Skeleton Lake Oasis cottage perched on the water
Located right off of Lake Muskoka, this dreamy cottage is a true oasis. We wanted to work with the land in building this home, and we brought as many aspects of the surrounding rockscape and waterfront into the build as possible. With stunning views and reclaimed wood floors, this house is stunningly beautiful, livable and natural.
What made this project unique?
This Skeleton Lake luxury cottage sits in the midst of a large tract of natural forest owned land by our client, making it relatively isolated on an extraordinarily popular piece of waterfront. The rare find is a diamond in the rough, sitting right in the middle of Muskoka cottage country. We utilized the rock slope of the surrounding land to create a walkout and area for a hot tub, as well as a lower seating area. By working with the land instead of against it, we were able to create a luxury Muskoka cottage with walking trails on the property and the future plans to make it into a family and guest compound. Within the tract of land is a private lake where there is another guest cottage, allowing for the ultimate zone of relaxation and simplicity.
What were some of the most interesting and captivating design choices?
When designing this Muskoka waterfront cottage, we wanted to match the environment that surrounded it. With custom lighting, a glass railing that doesn’t obstruct the view and an open-floor concept to encourage mingling and parties, this cottage on Skeleton Lake is designed to be lived in fully. In order to create a cottage that works with the surrounding area, we used as many natural materials as possible — including Muskoka granite — to let the house blend with the outdoors. When it came to the Muskoka cottage interior design, we installed features like reclaimed elm floors, barn board from Colorado and huge patio doors in the master bedroom to help to bring the outdoors in.
What were some of the energy-efficient design elements?

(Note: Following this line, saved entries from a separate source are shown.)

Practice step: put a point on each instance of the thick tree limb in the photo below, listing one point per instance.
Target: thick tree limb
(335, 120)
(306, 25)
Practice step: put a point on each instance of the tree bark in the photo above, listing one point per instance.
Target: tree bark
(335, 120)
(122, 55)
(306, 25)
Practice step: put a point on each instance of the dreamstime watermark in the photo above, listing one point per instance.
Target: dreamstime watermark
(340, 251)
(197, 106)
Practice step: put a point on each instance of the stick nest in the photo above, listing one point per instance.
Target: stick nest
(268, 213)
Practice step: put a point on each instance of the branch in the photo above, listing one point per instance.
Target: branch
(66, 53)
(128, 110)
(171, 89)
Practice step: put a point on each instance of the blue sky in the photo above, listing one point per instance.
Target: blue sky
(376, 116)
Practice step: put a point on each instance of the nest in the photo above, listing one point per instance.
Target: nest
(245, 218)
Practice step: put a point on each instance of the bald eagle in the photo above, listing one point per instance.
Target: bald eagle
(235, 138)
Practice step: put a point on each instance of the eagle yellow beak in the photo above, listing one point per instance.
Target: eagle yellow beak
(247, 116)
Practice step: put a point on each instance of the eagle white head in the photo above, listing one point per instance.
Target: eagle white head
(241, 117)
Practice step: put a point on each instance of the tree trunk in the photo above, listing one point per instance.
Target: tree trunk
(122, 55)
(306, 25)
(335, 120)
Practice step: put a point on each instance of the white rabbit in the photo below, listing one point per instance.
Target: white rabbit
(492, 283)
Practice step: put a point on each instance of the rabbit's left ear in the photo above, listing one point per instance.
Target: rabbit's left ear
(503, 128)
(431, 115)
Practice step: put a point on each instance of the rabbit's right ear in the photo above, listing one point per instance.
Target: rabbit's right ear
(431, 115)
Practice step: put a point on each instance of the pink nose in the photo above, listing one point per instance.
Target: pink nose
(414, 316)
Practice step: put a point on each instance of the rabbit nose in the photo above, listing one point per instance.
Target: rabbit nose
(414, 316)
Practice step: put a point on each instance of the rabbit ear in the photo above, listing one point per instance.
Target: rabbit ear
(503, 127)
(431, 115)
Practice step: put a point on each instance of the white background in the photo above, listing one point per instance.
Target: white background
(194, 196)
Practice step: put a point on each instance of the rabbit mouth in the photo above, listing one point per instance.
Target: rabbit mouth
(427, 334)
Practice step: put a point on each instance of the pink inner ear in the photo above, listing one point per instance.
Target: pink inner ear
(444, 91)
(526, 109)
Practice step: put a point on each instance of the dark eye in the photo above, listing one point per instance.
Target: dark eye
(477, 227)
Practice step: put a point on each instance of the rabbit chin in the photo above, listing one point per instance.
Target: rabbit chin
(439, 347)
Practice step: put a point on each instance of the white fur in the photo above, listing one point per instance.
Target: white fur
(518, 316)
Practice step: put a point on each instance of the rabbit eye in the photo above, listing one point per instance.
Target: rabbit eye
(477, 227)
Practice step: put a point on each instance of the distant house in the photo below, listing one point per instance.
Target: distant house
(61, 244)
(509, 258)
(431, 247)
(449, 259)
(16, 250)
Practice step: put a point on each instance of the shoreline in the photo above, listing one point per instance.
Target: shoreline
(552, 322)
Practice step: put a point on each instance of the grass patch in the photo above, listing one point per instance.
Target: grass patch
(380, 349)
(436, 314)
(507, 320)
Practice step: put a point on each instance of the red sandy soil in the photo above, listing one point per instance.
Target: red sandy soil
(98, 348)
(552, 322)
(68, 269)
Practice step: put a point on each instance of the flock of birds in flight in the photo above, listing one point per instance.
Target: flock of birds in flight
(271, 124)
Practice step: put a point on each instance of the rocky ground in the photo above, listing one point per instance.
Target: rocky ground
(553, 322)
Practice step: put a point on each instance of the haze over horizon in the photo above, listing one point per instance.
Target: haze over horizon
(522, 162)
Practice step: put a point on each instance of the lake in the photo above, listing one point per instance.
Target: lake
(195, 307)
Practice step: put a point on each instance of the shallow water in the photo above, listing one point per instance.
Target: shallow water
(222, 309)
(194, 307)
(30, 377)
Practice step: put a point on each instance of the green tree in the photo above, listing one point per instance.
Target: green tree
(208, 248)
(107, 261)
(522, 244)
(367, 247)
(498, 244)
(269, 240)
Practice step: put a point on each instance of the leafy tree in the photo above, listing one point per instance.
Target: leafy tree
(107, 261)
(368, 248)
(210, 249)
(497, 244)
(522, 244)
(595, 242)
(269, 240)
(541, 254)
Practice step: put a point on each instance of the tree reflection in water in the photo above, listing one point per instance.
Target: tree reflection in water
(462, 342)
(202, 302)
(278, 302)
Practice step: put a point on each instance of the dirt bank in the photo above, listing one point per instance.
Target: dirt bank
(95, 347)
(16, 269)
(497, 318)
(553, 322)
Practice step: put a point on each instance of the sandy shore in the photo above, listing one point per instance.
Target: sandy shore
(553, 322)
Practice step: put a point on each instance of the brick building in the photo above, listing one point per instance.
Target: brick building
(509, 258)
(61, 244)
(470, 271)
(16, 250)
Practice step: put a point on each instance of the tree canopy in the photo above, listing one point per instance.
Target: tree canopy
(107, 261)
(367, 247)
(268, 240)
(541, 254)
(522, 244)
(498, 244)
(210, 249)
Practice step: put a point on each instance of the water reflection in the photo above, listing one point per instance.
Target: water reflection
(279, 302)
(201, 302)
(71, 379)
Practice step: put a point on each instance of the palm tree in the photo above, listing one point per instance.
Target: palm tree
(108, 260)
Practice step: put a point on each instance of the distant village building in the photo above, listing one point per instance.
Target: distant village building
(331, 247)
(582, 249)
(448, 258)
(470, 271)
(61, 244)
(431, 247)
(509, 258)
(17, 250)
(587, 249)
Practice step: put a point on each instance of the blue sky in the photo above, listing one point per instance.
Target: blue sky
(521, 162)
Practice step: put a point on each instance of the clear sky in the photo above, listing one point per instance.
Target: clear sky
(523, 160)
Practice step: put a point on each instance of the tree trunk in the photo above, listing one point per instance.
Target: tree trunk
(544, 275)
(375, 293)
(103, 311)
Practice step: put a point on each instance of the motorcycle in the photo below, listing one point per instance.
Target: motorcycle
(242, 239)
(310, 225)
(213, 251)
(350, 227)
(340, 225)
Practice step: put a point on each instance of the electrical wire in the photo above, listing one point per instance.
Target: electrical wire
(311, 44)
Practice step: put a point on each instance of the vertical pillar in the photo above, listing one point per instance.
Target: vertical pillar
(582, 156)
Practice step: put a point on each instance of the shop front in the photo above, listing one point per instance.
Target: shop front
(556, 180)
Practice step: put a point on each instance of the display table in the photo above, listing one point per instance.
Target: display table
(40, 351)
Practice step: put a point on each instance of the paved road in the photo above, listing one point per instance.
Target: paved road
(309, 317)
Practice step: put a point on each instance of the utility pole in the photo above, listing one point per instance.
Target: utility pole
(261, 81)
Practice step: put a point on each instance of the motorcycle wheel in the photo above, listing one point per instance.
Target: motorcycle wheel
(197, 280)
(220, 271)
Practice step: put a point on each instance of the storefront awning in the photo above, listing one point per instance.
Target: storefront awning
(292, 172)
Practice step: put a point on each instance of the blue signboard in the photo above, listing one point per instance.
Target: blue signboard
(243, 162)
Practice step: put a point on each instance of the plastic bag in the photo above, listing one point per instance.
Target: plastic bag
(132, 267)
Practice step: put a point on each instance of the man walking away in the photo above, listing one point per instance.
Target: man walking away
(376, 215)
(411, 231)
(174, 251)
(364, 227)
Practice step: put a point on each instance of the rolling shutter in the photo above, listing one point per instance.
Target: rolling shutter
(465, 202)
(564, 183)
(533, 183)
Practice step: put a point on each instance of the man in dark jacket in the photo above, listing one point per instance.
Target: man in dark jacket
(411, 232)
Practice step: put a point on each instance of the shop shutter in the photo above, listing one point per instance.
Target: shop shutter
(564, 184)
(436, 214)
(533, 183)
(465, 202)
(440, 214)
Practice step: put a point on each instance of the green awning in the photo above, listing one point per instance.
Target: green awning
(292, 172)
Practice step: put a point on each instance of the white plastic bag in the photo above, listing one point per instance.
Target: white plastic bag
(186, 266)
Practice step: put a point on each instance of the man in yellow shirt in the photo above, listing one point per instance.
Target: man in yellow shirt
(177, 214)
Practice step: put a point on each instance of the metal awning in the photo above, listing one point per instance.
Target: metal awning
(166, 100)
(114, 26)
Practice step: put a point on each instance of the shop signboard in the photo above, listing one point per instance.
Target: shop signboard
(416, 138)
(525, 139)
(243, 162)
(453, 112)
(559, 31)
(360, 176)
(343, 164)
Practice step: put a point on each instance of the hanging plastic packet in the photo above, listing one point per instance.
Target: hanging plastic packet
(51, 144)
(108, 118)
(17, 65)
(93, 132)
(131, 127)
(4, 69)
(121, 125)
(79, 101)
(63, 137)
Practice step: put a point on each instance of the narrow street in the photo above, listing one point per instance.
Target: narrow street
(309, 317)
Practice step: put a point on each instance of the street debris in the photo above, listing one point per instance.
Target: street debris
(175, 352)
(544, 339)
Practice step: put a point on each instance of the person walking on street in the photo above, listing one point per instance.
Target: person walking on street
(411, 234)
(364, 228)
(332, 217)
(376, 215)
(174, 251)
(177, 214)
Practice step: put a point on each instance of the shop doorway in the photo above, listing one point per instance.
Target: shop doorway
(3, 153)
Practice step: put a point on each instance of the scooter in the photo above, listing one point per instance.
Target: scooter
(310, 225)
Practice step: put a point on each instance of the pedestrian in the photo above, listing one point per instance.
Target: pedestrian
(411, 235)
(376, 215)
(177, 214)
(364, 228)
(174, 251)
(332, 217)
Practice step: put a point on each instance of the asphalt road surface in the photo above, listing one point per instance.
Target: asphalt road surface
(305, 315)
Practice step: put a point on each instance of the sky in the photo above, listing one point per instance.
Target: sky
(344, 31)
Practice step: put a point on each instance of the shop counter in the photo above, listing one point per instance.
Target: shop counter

In this home, energy efficiency was considered from the ground up. One of our biggest goals was to use it to support the environment that surrounded it. We let the rockscape situate the house instead of situating the rockscape around the house, and we used plenty of natural elements in the home, from Muskoka granite and reclaimed elm to contaminant-free barn board and Ontario clear pine. Hydronic radiant heat system was used under the concrete floors uses a concrete mass as a heat-sink creating warmth.